What makes Coretta Scott King special is not just that she happened to marry the most famous civil rights leader of the 1960s—the Rev. Martin Luther King Jr.—but that she remained an activist long after her husband’s assassination in 1968. An activist as well as an artist, she overcame hardships in her youth to pursue higher education and a career in music. The effects of racial segregation she experienced firsthand growing up in Alabama made her realize how important the fight for civil rights was and made her keen to be a part of the struggle.

Coretta Scott King dedicated her life to the pursuit of civil and human rights for all.

Early Years


Born on April 27, 1927, in Marion, Ala., Coretta Scott King felt the sting of racial discrimination at a young age. While she had to walk several miles to school, her white counterparts traveled to school by bus, according to the New York Times. As a child, King also endured labor in the cotton fields and helped raise the cattle on their farm. Because her father, Obadiah Scott, owned a country store and her mother, Bernice Scott, drove a school bus, her family had more advantages than most blacks in Alabama. Yet they were still poor. Despite this, King excelled in school, graduating as valedictorian of her class at Lincoln Normal School in 1945. The promising pupil then headed off to Antioch College in Ohio to study education and music. After that she left for Boston to attend the New England Conservatory of Music to train to be an opera singer.

Blind Date


As a student in Boston, King received a call from her future husband, Martin Luther King Jr.

He’d obtained her phone number from a mutual friend and called to ask her out. They met for lunch a day later, but Coretta Scott King didn’t like her date’s cheesy pickup lines nor the fact that he was just 5 feet 7. Despite these concerns, she did like the way her date spoke, and he liked her intelligence, the Times reported. The couple continued seeing each other and married on June 18, 1953, at the home of Coretta Scott King’s parents. They would have four children together from 1955 to 1963: Yolanda, Martin III, Dexter and Bernice.

Civil Rights


Although she was mother to four children and arguably the most stable presence in their lives while her husband traveled for the movement, Coretta Scott King also contributed to the civil rights struggle. She put her music training to use and performed a series of “Freedom Concerts” to fundraise for civil rights activism. In addition, King participated in 1955’s Montgomery Bus Boycott, traveled to Ghana in 1957 after the nation won its independence and traveled to India two years later, according to Biography.com. She also dedicated her time getting the 1964 Civil Rights Act passed.

Life After Martin


After Martin Luther King’s assassination in 1968, Coretta Scott King did not withdraw from the movement but remained active in the fight for civil rights. She appeared at the Poor People’s Campaign in honor of her husband just a few months after his murder. She went on to join the National Organization for Women and the Southern Christian Leadership Conference, a group for which her husband once served as president. In 1980, she was allowed to use the area around her husband’s birthplace in Atlanta for the Martin Luther King Jr. Center for Nonviolent Social Change of which she served as CEO and president. In 1986, the first federal holiday recognizing her late husband’s birthday took place. Coretta Scott King played a key role in leading the charge to getting the King holiday established.

Later Years


Coretta Scott King stepped down as head of the King Center in 1995, allowing her son Dexter King to succeed her. She sparked controversy when she called for the exoneration of her husband’s convicted killer, James Earl Ray. While Ray initially admitted to killing King, he later recanted. Ray died in 1998.
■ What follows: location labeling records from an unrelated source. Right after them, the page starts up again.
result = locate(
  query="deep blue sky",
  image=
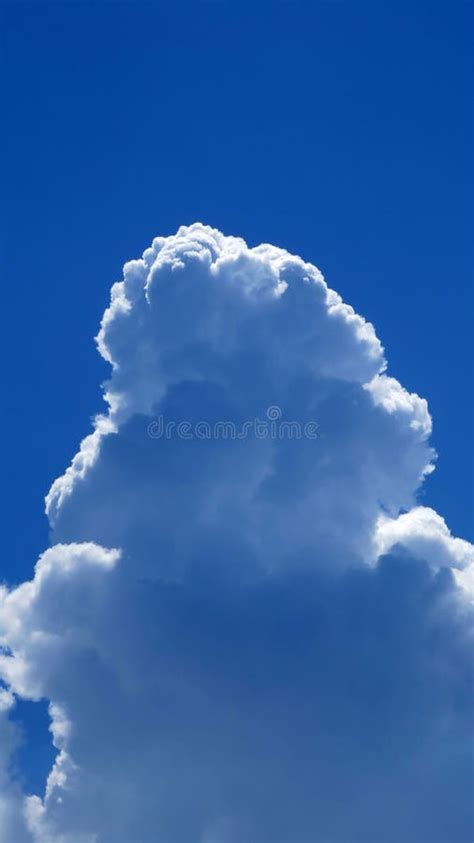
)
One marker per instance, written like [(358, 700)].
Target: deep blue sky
[(339, 130)]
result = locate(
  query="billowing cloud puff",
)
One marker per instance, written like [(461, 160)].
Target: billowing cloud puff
[(246, 629)]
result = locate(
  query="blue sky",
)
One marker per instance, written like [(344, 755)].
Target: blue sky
[(339, 131)]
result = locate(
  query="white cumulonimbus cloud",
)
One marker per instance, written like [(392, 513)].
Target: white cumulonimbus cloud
[(255, 638)]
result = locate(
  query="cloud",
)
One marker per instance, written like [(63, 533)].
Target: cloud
[(247, 639)]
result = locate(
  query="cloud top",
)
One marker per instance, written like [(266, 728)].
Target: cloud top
[(246, 639)]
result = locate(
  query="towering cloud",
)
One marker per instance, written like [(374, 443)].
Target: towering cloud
[(246, 628)]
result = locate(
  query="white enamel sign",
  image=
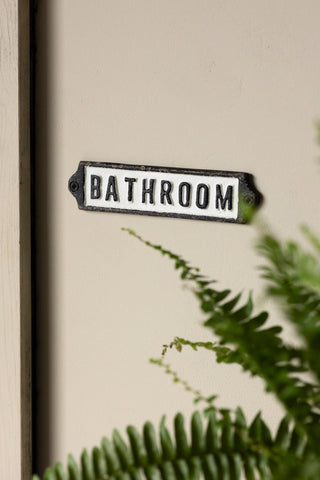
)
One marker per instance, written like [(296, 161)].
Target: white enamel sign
[(185, 193)]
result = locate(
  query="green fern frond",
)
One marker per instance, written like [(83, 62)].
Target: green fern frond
[(294, 278), (219, 446), (256, 348)]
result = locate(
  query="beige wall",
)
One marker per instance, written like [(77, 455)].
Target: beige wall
[(206, 84)]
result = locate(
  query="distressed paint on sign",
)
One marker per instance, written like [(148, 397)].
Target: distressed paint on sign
[(186, 193)]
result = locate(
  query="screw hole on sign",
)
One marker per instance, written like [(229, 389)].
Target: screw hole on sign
[(74, 186), (249, 200)]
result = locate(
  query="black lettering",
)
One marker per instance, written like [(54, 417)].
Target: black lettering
[(130, 187), (112, 190), (147, 190), (95, 187), (223, 200), (202, 198), (166, 188), (184, 194)]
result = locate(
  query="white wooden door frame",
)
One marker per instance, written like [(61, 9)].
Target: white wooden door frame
[(15, 242)]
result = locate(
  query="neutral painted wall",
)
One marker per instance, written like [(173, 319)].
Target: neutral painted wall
[(206, 84)]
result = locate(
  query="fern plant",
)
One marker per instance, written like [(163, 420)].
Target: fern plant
[(220, 444)]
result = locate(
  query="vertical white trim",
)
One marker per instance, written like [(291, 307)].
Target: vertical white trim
[(15, 288)]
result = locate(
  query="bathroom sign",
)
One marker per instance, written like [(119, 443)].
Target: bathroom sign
[(172, 192)]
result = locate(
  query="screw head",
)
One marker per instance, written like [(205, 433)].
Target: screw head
[(74, 186)]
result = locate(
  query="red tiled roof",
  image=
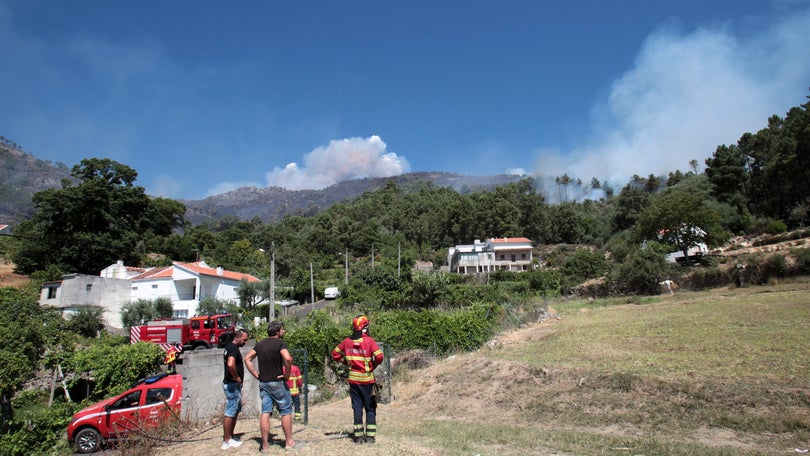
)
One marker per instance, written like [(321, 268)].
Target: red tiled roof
[(167, 272), (508, 240), (195, 267), (156, 273)]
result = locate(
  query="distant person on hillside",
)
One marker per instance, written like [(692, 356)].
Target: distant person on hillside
[(232, 386), (275, 366), (362, 354), (294, 384)]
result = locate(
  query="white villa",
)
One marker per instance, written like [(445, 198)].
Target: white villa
[(185, 284), (510, 254)]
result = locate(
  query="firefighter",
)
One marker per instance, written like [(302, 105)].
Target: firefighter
[(362, 354), (171, 360), (294, 383)]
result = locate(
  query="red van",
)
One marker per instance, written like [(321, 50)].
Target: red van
[(146, 404)]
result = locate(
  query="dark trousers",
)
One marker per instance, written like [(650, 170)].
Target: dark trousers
[(363, 399)]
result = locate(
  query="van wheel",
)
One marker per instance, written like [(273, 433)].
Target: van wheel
[(88, 440)]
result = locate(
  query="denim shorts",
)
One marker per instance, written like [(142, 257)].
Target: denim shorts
[(233, 396), (275, 393)]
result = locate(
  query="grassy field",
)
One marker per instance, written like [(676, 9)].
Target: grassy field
[(720, 372)]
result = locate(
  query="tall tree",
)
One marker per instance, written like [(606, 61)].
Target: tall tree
[(84, 227)]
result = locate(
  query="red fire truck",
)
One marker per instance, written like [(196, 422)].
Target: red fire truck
[(194, 333)]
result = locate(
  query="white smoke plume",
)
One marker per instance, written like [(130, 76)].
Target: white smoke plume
[(341, 160), (687, 94)]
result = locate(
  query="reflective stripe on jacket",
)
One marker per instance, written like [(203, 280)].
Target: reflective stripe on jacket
[(296, 381), (362, 355)]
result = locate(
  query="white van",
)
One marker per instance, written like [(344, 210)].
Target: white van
[(331, 293)]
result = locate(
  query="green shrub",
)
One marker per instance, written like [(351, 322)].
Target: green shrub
[(40, 433), (438, 332), (776, 227), (802, 256), (546, 282), (115, 368), (641, 273), (318, 334), (705, 277), (584, 264), (776, 265)]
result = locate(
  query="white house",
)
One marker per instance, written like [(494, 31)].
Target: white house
[(185, 284), (510, 254), (76, 291)]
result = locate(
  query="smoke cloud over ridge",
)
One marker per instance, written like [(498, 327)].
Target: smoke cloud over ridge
[(341, 160)]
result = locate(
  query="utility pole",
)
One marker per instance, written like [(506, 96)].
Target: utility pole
[(272, 282), (311, 284)]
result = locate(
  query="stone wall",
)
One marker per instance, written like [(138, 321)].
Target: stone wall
[(203, 398)]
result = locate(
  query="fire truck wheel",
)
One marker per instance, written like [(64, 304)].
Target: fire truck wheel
[(88, 440)]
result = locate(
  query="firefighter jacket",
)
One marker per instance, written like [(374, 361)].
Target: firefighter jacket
[(362, 355), (296, 381)]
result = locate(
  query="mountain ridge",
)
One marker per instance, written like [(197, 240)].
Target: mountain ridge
[(22, 175)]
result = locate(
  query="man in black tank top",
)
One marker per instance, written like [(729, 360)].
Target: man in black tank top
[(275, 363)]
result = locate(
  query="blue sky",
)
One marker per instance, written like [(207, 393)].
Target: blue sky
[(201, 97)]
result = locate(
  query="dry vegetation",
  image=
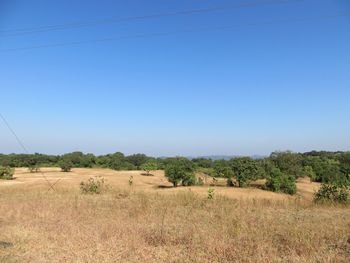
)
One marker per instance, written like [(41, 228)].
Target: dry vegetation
[(150, 222)]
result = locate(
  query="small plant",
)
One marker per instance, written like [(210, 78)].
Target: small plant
[(211, 193), (6, 173), (131, 180), (215, 180), (149, 166), (280, 182), (34, 168), (332, 193), (66, 166), (93, 186), (230, 182)]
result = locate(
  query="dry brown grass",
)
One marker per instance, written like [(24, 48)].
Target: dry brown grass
[(145, 223)]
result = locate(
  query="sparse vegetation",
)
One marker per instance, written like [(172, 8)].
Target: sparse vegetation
[(65, 165), (180, 170), (6, 173), (333, 193), (34, 168), (93, 186), (147, 227), (211, 193), (149, 166), (281, 182)]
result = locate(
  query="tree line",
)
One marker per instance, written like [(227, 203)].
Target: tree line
[(280, 169)]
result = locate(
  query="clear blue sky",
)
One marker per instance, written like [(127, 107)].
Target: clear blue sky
[(261, 86)]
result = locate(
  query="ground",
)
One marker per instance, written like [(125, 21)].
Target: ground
[(154, 222)]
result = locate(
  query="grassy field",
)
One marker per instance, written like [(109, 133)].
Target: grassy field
[(152, 222)]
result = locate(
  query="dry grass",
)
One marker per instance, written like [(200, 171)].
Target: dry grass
[(145, 223)]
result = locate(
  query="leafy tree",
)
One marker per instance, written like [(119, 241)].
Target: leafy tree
[(309, 171), (149, 166), (137, 159), (6, 173), (34, 168), (180, 170), (288, 162), (281, 182), (65, 165), (245, 170), (203, 162), (332, 193), (222, 168)]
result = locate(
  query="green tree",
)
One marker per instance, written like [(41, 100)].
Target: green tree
[(65, 165), (281, 182), (6, 173), (149, 166), (137, 159), (180, 170), (222, 168), (309, 171), (245, 170)]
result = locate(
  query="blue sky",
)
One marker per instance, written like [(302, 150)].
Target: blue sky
[(271, 82)]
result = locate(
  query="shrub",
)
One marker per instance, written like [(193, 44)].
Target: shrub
[(34, 168), (245, 170), (180, 170), (230, 182), (93, 186), (332, 193), (149, 166), (65, 165), (280, 182), (6, 173), (211, 193)]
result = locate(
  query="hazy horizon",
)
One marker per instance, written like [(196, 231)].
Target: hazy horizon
[(165, 81)]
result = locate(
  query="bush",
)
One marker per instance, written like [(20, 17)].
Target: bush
[(149, 166), (332, 193), (34, 168), (93, 186), (66, 166), (280, 182), (180, 170), (6, 173), (211, 193)]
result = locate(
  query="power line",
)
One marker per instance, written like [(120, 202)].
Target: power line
[(49, 28), (26, 151), (14, 134), (148, 35)]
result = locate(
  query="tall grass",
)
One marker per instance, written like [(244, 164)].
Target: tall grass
[(128, 226)]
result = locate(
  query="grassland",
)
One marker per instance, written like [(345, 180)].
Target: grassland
[(152, 222)]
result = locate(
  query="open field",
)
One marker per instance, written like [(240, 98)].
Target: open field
[(153, 222)]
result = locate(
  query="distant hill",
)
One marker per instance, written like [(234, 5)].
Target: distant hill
[(226, 157)]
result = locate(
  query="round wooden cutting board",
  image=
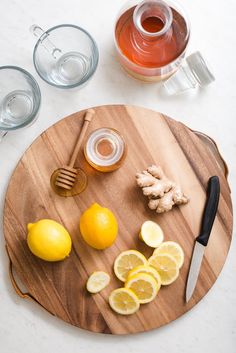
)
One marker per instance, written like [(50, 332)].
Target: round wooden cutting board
[(152, 138)]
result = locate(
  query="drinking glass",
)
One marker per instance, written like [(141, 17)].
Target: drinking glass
[(65, 56), (20, 99)]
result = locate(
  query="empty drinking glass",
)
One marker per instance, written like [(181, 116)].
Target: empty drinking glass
[(65, 56), (20, 98)]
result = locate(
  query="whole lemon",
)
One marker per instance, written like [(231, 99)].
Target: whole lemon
[(48, 240), (98, 227)]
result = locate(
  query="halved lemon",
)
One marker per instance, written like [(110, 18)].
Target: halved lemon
[(151, 233), (126, 261), (166, 266), (97, 281), (144, 286), (171, 248), (146, 269), (124, 301)]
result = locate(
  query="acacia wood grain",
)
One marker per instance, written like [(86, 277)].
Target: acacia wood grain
[(151, 138)]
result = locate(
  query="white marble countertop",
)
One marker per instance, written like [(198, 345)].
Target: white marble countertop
[(211, 325)]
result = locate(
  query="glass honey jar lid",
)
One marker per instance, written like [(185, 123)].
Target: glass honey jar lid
[(105, 149)]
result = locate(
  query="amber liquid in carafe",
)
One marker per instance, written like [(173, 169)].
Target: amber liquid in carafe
[(153, 52)]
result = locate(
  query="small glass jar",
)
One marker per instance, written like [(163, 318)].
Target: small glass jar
[(105, 149)]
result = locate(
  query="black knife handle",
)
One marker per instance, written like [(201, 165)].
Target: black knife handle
[(209, 214)]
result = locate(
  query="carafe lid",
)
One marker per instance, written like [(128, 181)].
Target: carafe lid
[(200, 69)]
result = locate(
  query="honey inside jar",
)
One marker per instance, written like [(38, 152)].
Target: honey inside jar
[(105, 149)]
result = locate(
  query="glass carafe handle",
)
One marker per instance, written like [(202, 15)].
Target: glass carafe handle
[(45, 41)]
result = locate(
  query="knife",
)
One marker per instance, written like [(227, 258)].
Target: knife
[(209, 214)]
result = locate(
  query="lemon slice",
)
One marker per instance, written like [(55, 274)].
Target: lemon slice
[(152, 234), (171, 248), (166, 266), (146, 269), (124, 301), (97, 281), (144, 286), (126, 261)]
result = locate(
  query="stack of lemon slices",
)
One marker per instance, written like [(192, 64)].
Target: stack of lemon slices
[(143, 277)]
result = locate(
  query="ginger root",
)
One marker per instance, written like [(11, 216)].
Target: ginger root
[(163, 193)]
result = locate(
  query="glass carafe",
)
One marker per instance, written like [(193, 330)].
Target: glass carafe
[(151, 38)]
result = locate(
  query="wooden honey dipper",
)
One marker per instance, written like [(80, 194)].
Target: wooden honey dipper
[(67, 175)]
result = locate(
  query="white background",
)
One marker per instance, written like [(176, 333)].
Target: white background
[(211, 325)]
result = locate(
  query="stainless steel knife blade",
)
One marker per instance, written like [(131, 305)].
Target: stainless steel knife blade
[(209, 214), (194, 270)]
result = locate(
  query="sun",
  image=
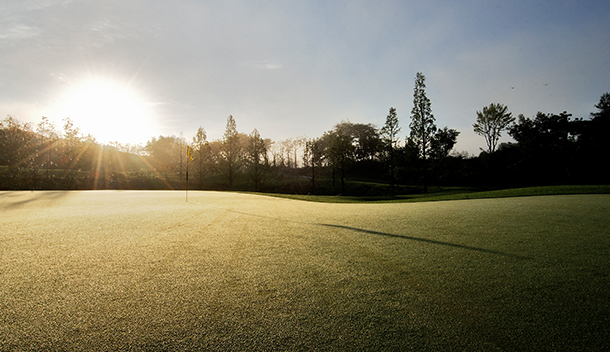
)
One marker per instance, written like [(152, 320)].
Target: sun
[(109, 111)]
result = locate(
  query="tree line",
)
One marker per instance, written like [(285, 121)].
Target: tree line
[(351, 158)]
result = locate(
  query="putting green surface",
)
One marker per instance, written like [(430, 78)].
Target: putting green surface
[(138, 271)]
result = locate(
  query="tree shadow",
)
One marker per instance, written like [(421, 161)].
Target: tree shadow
[(355, 229), (39, 196), (425, 240)]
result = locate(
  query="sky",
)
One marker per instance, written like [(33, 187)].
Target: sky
[(127, 71)]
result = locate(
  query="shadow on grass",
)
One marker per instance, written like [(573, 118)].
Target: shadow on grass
[(36, 196), (425, 240), (355, 229)]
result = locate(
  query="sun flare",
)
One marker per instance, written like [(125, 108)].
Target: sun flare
[(109, 111)]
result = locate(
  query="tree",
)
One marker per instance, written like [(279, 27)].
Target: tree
[(257, 158), (548, 145), (389, 137), (442, 142), (422, 124), (365, 139), (338, 151), (312, 157), (165, 153), (202, 155), (231, 149), (494, 119), (603, 108)]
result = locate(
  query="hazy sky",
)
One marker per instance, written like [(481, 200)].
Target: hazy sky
[(295, 68)]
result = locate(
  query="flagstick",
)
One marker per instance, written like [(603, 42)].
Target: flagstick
[(188, 152)]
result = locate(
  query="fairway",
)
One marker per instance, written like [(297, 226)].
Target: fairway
[(146, 270)]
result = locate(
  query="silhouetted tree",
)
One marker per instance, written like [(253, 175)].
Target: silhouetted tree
[(422, 124), (165, 154), (201, 155), (389, 136), (312, 158), (548, 144), (442, 142), (257, 159), (494, 119), (338, 151), (231, 148), (365, 139)]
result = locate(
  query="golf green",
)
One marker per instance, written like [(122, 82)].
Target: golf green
[(144, 270)]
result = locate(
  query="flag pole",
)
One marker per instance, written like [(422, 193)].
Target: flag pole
[(188, 158)]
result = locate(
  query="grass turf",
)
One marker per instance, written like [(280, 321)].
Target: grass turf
[(124, 270)]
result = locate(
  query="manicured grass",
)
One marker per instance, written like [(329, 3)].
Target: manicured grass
[(126, 270), (455, 194)]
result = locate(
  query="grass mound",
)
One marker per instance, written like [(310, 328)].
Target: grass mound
[(147, 271)]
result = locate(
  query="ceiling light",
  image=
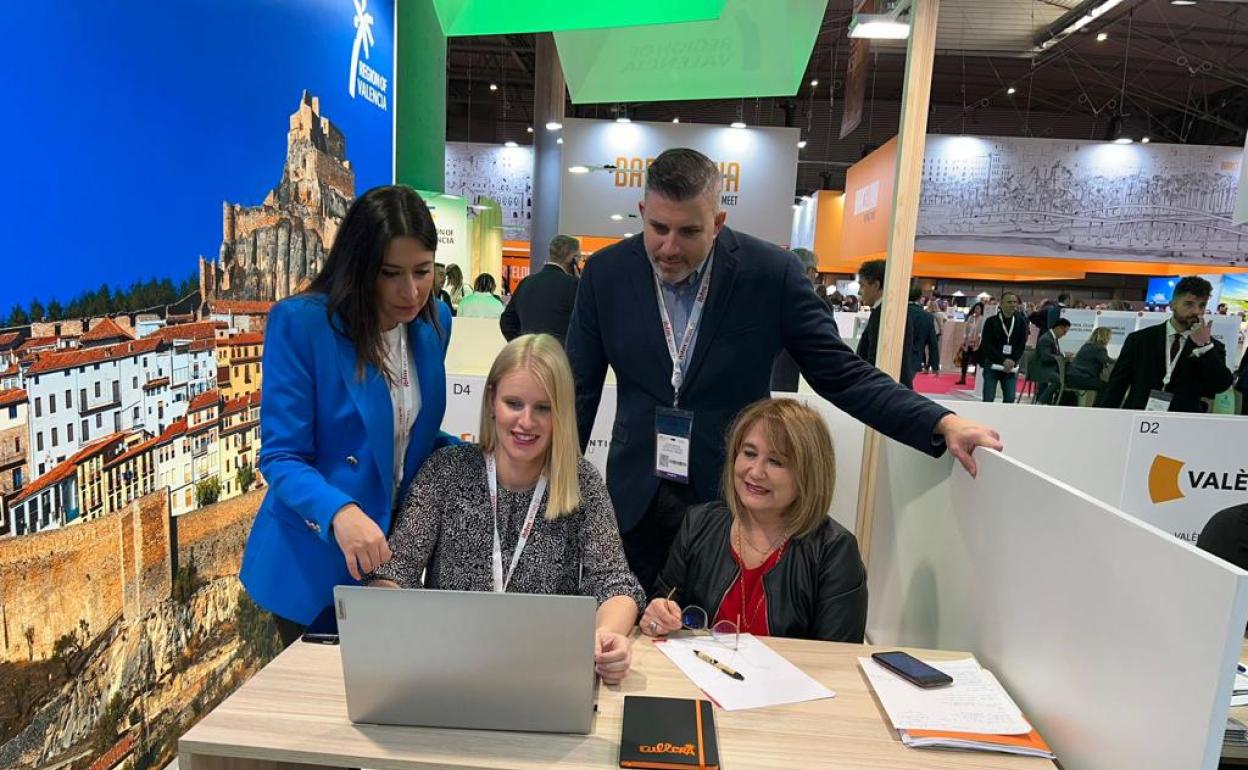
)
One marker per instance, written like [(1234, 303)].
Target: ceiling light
[(879, 26)]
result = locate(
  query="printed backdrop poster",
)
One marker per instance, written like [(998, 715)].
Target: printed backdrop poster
[(1043, 197), (171, 171)]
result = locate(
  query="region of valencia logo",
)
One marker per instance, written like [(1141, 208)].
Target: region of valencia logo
[(1163, 479)]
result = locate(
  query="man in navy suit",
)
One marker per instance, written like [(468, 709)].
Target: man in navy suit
[(690, 316)]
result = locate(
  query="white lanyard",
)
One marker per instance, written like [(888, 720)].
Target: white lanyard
[(1007, 331), (679, 356), (1172, 361), (502, 580), (404, 407)]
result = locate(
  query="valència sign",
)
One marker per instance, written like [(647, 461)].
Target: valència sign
[(365, 81), (1182, 469)]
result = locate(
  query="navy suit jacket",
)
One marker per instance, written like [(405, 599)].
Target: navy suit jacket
[(327, 439), (759, 302)]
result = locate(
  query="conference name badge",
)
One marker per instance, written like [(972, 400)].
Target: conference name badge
[(1158, 401), (674, 429)]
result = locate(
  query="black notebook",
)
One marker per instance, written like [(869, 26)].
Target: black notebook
[(663, 733)]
In addition to supporting civil rights, Coretta Scott King championed women’s rights, gay rights and apartheid in South Africa. She also befriended other widows whose husbands had been active in the fight for equality, such as Betty Shabazz, wife of Malcolm X, and Myrlie Evers, wife of Medgar Evers. In August 2005, Coretta Scott King had a heart attack and a stroke. She died at the age of 78 on Jan. 30, 2006, after her heart and breathing stopped.